Much like everything else in the GOP primary, the candidate debates -- the first of which is two weeks from tonight -- are afflicted with a case of Trump-itis. The thought of Donald Trump getting onto the stage while more thoughtful candidates are stuck watching from home is causing consternation among party officials and glee among those who would rather watch Trump harangue the other candidates in primetime than see someone like Carly Fiorina or John Kasich get a mic and raise her/his profile.

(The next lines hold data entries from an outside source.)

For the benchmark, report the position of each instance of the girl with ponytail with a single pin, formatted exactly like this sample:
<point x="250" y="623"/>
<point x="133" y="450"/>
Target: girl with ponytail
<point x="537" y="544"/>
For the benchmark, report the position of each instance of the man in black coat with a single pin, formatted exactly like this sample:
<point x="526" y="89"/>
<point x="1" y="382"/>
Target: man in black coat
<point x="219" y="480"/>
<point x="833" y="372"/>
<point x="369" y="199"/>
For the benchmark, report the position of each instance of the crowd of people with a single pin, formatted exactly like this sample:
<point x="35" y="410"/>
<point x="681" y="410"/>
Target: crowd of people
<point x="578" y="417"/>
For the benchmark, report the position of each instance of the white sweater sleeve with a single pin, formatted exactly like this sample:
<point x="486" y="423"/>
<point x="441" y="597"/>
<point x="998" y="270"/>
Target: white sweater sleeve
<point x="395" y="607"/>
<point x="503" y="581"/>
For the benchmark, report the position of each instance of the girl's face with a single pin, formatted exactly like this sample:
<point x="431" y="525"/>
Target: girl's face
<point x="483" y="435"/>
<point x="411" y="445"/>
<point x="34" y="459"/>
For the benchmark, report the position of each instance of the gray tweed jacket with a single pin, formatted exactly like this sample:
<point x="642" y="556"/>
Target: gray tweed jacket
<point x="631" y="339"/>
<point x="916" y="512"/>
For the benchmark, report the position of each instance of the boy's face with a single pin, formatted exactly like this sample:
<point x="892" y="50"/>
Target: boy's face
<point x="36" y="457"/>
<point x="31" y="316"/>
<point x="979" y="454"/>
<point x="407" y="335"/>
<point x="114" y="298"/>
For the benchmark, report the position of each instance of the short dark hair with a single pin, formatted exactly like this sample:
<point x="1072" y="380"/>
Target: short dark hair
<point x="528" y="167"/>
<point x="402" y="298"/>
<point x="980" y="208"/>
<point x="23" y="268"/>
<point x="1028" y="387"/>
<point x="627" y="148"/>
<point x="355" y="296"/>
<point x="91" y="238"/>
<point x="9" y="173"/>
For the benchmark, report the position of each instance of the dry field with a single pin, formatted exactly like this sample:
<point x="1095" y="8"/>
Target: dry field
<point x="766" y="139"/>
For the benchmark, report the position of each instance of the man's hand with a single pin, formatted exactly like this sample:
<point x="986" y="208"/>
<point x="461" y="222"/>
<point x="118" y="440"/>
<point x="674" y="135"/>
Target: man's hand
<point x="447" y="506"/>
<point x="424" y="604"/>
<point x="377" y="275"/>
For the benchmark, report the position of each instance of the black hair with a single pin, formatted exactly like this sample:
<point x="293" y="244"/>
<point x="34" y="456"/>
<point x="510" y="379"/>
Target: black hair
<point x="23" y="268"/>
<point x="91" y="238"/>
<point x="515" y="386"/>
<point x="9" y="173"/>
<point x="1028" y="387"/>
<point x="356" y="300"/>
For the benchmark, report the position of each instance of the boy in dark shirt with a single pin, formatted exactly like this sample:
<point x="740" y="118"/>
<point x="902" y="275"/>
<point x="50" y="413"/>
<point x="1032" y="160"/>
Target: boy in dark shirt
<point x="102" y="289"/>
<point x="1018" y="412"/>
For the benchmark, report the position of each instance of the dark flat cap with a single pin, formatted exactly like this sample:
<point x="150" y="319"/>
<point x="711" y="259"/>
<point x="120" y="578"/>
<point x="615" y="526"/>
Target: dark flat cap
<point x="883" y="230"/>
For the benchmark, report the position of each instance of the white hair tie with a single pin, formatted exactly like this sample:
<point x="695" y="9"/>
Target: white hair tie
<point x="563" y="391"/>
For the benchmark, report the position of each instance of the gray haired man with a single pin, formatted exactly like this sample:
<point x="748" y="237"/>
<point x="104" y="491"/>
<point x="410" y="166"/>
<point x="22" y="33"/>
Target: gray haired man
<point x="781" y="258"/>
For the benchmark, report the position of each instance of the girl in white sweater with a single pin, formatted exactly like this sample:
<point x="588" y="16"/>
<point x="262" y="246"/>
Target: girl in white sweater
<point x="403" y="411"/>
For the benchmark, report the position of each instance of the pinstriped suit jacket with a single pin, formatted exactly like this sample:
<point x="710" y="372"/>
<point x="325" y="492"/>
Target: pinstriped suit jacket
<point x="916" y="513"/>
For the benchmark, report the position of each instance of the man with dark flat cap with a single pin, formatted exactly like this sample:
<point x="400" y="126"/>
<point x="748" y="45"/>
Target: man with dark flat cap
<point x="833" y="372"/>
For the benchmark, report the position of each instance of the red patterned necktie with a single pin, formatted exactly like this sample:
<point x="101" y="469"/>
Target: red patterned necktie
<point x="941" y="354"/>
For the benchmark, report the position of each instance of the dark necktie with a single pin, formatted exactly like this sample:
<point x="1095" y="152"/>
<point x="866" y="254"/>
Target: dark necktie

The format for that first debate, to be aired Aug. 6 on Fox News from Cleveland, site of the 2016 GOP convention, was set to include the top 10 candidates according to an average of five national polls. Having described yesterday why national primary polls are pretty much useless , and while understanding why debate organizers wanted to limit the field to a not-completely-unwieldy number, I think that's a shame, for reasons that don't necessarily have anything to do with Trump. The standard debate format -- journalists ask a question which everyone on stage gets to answer, after a long-winded opening statement and before a long-winded closing statement, with a chance for rebuttals when one candidate attacks another -- is unhelpful for much of anything besides the sound-bite politics everyone claims to hate. It lends itself to the politics-as-entertainment that has put Trump atop some opinion polls. I don't know if it's too late for that first debate, but in the debates that follow I'd much rather see the following format.

The 16 most-recognized candidates -- sorry, Jim Gilmore -- are all invited to a two-hour debate. They are divided into four groups according to the polls , but they are not set apart by tiers. Rather, each group has someone from the top four candidates, someone from the next highest quartet, and so on. That way each group has a mixture, and viewers keen to see all the top candidates will have an incentive to watch the whole event. As an example, you could have the following groups:

1. Trump, Benjamin Carson, Chris Christie, Carly Fiorina

2. Jeb Bush, Rand Paul, Rick Perry, Bobby Jindal

3. Scott Walker, Mike Huckabee, Kasich, Lindsey Graham

4. Marco Rubio, Ted Cruz, Rick Santorum, George Pataki

(Tell me you wouldn't want to see folks like Trump and Christie, or Bush and Paul, or Walker and Kasich, or Rubio and Cruz, together in small groups like those!)

There are no opening statements. Instead, each group is randomly assigned (well before the debate) a topic such as foreign policy or the economy, and each candidate gets to start (in an order chosen by drawing numbers) a three- to four-minute discussion among the group about a specific point or question within that topic. (I'm making a guess as to how much air time time there would be for each segment once commercials and the usual introductions were factored in.) Then each candidate would get one minute as a kind of closing statement. Go to commercial, get the next group settled on stage, and move on to the next topic. The moderators would be there only to intervene in the unlikely event the candidates couldn't keep things going on their own.

That's it. Ideally, you'd do three or four of these so that each candidate got a chance to address multiple topics against a variety of debate partners. With five debates scheduled before the end of the year, and six before the Iowa caucuses get the voting officially under way, I don't know why that couldn't happen. There would still be chances for all the top candidates to face off against one another, probably after the field had been thinned a bit to allow for a more familiar format (though preferably without the opening statements; I really hate those).

For the GOP, the result would be a way to show off the depth of its field while separating the proverbial wheat from the chaff. If you want to do that in a way that elevates the discussion while minimizing the chances a few bad seconds can derail an otherwise promising candidacy -- or a few good seconds can boost an otherwise dead-end candidacy -- this is your format.